Sam Phillips meets Terry Setch RA
Life on the edge
By Sam Phillips
Published 22 May 2014
Continuing our series on artists’ epiphanies, Sam Phillips visits the Welsh beach that transformed Setch's art.
The landscape inhabits Terry Setch RA. Since the London-born artist moved to Penarth in 1969, he has been utterly bewitched by the Welsh town’s coast, its rugged cliffs and beaches casting a heady spell over his art and life.
The Severn Estuary environment is more than just his subject: for over four decades these shores have provided the physical materials for his mixed-media works and acted, Setch tells me during a cliff-side stroll, as an ‘open-air studio’. The natural substances and man-made debris he finds on the beach – from sand and seaweed to plastic bags and corroded metal – are then often layered en plein air, amalgamated with acrylics and wax on board and canvas. Works in progress are even dipped in the water. Nature in this way becomes Setch’s unlikely studio assistant, and the results range from representational images to more abstract accumulations, some of which are on show this summer at Flowers Gallery in London.
As we walk, I ask the Academician, now 78 years old, to cast his mind back to the year he was pulled into Penarth’s grasp. Why did the beach take hold of him? ‘The coast reminded me of where I was born. My dad was a welder who worked on the Thames, on the Isle of Dogs, and I had wonderful memories of the bending river. So in Penarth it felt that I had entered into entirely unfamiliar yet familiar circumstances, which was very liberating. I was immediately drawn to find a physical connection with that beach, which meant breaking completely with what I was doing.’ At that time what he was ‘doing’ was a cool and considered line of Pop art – the antithesis of his practice that followed.
‘The Severn has the second-highest tide in the world,’ he continues, ‘and when I first got here the shipping lane was still active. There was flotsam with jetsam – tyres, oil and tar slicks, rope, polystyrene crates. Incorporated into the paintings these metamorphose and become a part of my art language.’ A key moment came when he discovered an entire car marooned on the rocks, 40 years ago. ‘It was the violent intrusion of something grotesque at a time when I was becoming more politically conscious of waste and pollution.’ Over months it was gradually stripped and ripped up by the tide, before Setch painted it and then set it alight. Burning has been a metaphor as well as a procedure in his work, a signifier of transformative processes in the natural world.

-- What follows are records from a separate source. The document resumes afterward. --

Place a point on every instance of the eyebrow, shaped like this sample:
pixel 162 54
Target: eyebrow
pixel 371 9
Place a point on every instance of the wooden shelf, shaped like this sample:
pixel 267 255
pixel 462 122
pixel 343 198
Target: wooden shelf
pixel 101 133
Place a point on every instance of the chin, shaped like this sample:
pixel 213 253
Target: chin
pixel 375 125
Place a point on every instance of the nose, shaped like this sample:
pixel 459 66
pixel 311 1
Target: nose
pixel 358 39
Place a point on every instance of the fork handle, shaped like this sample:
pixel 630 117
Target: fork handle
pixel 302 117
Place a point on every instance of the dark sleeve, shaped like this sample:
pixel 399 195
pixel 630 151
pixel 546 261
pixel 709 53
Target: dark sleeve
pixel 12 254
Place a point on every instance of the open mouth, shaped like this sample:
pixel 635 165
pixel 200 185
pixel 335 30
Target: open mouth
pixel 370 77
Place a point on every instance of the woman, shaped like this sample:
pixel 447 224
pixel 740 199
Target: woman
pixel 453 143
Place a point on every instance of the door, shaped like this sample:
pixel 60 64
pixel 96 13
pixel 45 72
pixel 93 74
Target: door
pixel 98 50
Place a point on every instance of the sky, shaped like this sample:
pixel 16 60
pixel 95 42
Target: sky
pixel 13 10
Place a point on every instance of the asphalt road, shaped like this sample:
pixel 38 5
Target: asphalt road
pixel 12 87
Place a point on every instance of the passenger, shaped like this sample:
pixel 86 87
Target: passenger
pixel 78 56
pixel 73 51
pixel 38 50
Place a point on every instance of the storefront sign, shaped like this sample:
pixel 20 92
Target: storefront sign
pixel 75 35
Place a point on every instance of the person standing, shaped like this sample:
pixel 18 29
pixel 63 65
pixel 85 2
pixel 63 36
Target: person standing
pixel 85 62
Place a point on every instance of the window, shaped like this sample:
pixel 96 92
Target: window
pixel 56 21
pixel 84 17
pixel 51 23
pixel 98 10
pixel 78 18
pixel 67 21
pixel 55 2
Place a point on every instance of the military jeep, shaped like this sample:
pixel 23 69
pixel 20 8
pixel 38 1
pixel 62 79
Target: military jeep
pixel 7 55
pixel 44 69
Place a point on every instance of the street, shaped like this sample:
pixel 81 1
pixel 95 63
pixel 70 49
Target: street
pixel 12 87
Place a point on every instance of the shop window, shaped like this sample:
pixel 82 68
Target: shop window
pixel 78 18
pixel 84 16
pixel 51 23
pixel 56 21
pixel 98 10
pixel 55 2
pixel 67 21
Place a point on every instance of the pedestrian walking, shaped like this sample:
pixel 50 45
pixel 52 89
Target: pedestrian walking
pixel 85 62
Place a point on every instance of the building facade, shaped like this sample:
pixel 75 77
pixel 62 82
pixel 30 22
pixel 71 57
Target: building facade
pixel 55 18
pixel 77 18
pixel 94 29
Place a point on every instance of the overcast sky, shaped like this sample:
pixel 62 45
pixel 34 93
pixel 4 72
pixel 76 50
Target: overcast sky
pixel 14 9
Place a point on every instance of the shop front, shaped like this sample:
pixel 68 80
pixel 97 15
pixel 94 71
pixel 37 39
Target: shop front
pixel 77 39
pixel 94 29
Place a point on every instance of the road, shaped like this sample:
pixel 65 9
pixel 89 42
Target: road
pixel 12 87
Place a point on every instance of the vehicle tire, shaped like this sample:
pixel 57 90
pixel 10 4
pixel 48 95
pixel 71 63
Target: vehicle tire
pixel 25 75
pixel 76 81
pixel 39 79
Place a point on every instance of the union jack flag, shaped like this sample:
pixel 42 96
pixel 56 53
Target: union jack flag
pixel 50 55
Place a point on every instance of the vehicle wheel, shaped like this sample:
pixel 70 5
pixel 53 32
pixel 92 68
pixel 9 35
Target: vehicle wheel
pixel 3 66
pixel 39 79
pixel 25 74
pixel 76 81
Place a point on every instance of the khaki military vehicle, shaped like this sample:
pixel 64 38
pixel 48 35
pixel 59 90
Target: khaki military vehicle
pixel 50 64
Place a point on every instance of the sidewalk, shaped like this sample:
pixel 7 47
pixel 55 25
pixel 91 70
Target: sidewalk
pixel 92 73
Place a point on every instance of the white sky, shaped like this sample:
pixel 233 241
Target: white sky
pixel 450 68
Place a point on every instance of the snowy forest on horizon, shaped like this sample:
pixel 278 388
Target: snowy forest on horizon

Somehow, through some strange alchemy of his own, Setch has pursued an art that borrows from but is not defined by movements, from the 19th-century landscape tradition to post-1960s scenes such as Land Art, Action Painting, performance art and Neo-Dada. The artist he mentions most, however, is Alfred Sisley, the Impressionist who painted the very beach on which we walk. ‘I always want to break from the purity of a particular genre of art,’ Setch explains. ‘But I think people find it difficult that I connect artists who are not normally associated. I join tradition with modernism and it’s uncomfortable. I also share with nature, and that’s the way it should be – sometimes I think I should bring all my work down to the beach and let it be carried into the sea.’
Terry Setch is at Flowers Gallery, London from 12 June–12 July 2014.